New Delhi: After two-and-half years, a parliamentary panel yesterday finally gave a clean chit to Prime Minister Manmohan Singh and Finance Minister P Chidambaram of any wrongdoing while blaming former telecom minister A Raja in the controversial 2G spectrum allocation issue, said informed sources. The opposition cried hoarse over it.
The joint parliamentary committee (JPC) looking into the 2G spectrum allocation adopted its report by a majority vote, its Chairman P C Chacko told reporters but refused to divulge its contents as it is a confidential document.
According to sources, the report also refutes the assessment of the then Comptroller and Auditor General Vinod Rai that losses worth a whopping Rs1.76 lakh crore were incurred in the allocation of these licences.
As parliament is not in session, the report, along with the dissent notes, will be submitted to Lok Sabha Speaker Meira Kumar by October-end, said Chacko.
After that, it can be made public, he said. According to Chacko, of the 27 members present and voting, 16 supported the report while 11 opposed it.
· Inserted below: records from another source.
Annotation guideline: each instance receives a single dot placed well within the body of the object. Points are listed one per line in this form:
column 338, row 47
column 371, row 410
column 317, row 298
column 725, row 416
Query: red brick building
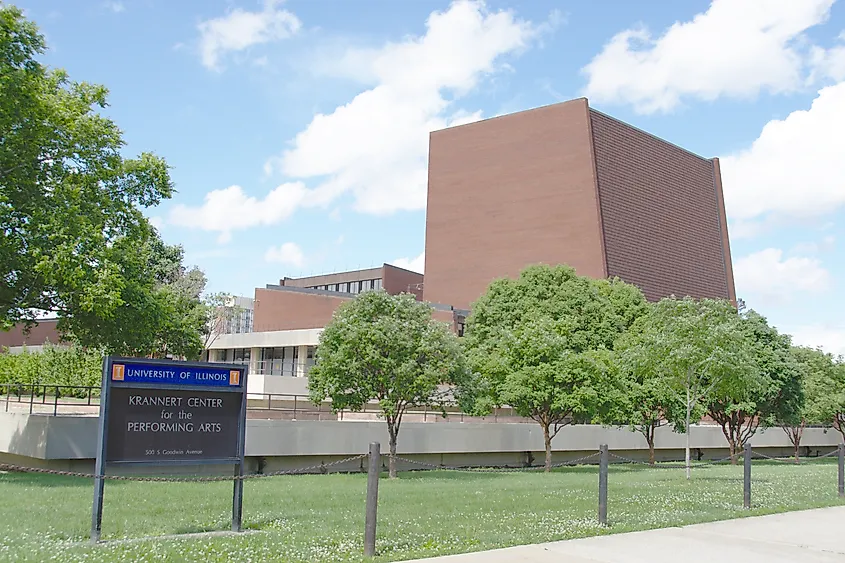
column 566, row 184
column 561, row 184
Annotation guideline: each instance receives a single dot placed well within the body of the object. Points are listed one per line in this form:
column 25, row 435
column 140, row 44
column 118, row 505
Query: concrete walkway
column 809, row 536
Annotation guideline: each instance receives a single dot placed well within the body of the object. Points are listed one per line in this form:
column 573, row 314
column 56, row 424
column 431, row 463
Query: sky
column 297, row 131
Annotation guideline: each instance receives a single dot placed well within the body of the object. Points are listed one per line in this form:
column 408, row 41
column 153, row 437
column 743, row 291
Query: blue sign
column 170, row 374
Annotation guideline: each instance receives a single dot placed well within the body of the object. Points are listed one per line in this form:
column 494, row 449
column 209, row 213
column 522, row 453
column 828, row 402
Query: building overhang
column 270, row 339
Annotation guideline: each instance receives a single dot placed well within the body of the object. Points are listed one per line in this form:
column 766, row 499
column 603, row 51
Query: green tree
column 692, row 345
column 644, row 400
column 160, row 313
column 71, row 227
column 221, row 313
column 540, row 344
column 824, row 391
column 817, row 371
column 385, row 348
column 748, row 398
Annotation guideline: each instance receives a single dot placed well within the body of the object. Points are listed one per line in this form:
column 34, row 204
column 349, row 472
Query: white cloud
column 376, row 145
column 767, row 276
column 794, row 169
column 414, row 264
column 156, row 222
column 230, row 209
column 240, row 29
column 288, row 253
column 830, row 338
column 736, row 48
column 826, row 245
column 828, row 63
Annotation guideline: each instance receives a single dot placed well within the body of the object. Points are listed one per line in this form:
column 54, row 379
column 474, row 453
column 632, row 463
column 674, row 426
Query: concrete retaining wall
column 67, row 441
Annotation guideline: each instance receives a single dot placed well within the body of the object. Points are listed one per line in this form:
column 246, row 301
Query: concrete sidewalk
column 809, row 536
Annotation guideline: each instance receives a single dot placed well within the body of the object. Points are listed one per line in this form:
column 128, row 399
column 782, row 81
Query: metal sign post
column 168, row 413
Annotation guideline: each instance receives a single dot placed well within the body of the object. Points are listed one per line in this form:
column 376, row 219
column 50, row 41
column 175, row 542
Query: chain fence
column 496, row 469
column 173, row 479
column 664, row 465
column 375, row 468
column 791, row 459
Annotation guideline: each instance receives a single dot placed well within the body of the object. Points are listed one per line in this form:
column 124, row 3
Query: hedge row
column 53, row 365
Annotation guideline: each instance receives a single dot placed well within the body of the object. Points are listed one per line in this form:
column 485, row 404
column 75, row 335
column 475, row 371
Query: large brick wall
column 291, row 310
column 662, row 214
column 508, row 192
column 398, row 280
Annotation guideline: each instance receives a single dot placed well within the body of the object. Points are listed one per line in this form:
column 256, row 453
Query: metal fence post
column 746, row 481
column 372, row 499
column 603, row 484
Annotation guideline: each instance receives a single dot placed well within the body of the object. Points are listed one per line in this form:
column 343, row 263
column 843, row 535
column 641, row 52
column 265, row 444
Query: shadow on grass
column 474, row 474
column 45, row 480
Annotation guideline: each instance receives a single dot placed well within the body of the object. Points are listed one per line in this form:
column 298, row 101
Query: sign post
column 168, row 413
Three members were absent.
Among those who opposed are members of the Bharatiya Janata Party (BJP), the Communist Party of India-Marxist (CPM), Communist Party of India, All India Anna Dravida Munnetra Kazhagam, Dravida Munnetra Kazhagam (DMK) and Biju Janata Dal.
These members can submit a dissenting note to the chairman by Oct 10, which will be included in the final report.
The BJP and the Left termed it a contrived majority.
BJP leader Yashwant Sinha said the report was based on “wrong facts and falsehoods”.
“A contrived majority has been used unashamedly to adopt a report which is based on wrong facts, falsehoods and prejudicial findings,” he said.
CPM leader Sitaram Yechury said: “A contrived majority has been used to adopt the report based on false and prejudicial findings and facts.”
“The chairman in his behaviour was extremely pictorial and they had planned everything and on that basis of false majority adopted the report,” he said.
The adoption of the report ends a two-and-a-half year saga of charges and counter charges, boycotts and bickerings since the panel was set up March 4, 2011.